Tag Archives: Socialism

The Church, The ‘Free State’ & The Women Of Ireland

Women on the march in Dublin today. This generation of young Irish women will no longer accept the diktats of Church & State with regard to reproductive rights and abortion law.

On International Womens Day we reproduce the poignant words of the Independent Irish MEP, Luke ‘Ming’ Flanagan regarding the brutal oppression of working class women by the Catholic Church in 20th Century Ireland.  Let this serve as a stark reminder of the dark forces that lay behind the counter-revolutionary Irish ‘Free State’ government:

“You’ve had your bit of fun, now feel the bloody pain”

Those were the words said to my mother as she screamed in pain while giving birth to me. They were said to her by a ‘Bride of Christ’ or a nun for those who don’t follow the lingo. Now you’d think the nuns would have loved my mother. Catholic. Didn’t believe in contraception. Pro-life as the phrase goes. Five children already delivered for god. My father was even a carpenter.

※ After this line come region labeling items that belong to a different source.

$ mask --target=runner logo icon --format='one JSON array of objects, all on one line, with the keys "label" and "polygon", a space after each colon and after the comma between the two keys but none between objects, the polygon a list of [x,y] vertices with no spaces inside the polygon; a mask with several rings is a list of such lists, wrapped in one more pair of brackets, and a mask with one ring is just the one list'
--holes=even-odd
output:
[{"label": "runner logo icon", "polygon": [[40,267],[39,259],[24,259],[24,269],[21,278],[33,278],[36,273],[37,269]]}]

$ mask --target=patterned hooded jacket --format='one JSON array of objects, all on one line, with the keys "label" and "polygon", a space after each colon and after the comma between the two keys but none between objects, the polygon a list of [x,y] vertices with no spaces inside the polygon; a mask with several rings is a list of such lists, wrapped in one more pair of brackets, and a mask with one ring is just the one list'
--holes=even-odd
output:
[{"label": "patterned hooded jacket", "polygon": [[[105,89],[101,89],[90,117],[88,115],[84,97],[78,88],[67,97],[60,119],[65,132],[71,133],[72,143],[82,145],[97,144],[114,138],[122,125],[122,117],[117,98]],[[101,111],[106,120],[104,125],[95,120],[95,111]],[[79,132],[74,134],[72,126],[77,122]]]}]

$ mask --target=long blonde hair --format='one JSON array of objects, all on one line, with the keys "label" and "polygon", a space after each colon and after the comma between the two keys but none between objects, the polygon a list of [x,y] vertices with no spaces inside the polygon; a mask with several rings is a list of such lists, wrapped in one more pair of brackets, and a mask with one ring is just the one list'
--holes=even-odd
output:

But they didn’t love my mother. They loved no one. Just hated. Hated the fact that this world is uncontrollable. Full with people of free will. Full of unpredictability. However that didn’t stop them from attempting to control it. Whatever it took. Even if it meant making my mother feel dirty for having enjoyed the love of my father. Even when my mother had followed their teaching, it wasn’t enough. It had to be hell. Any bit of fun wakes the devil so it seems.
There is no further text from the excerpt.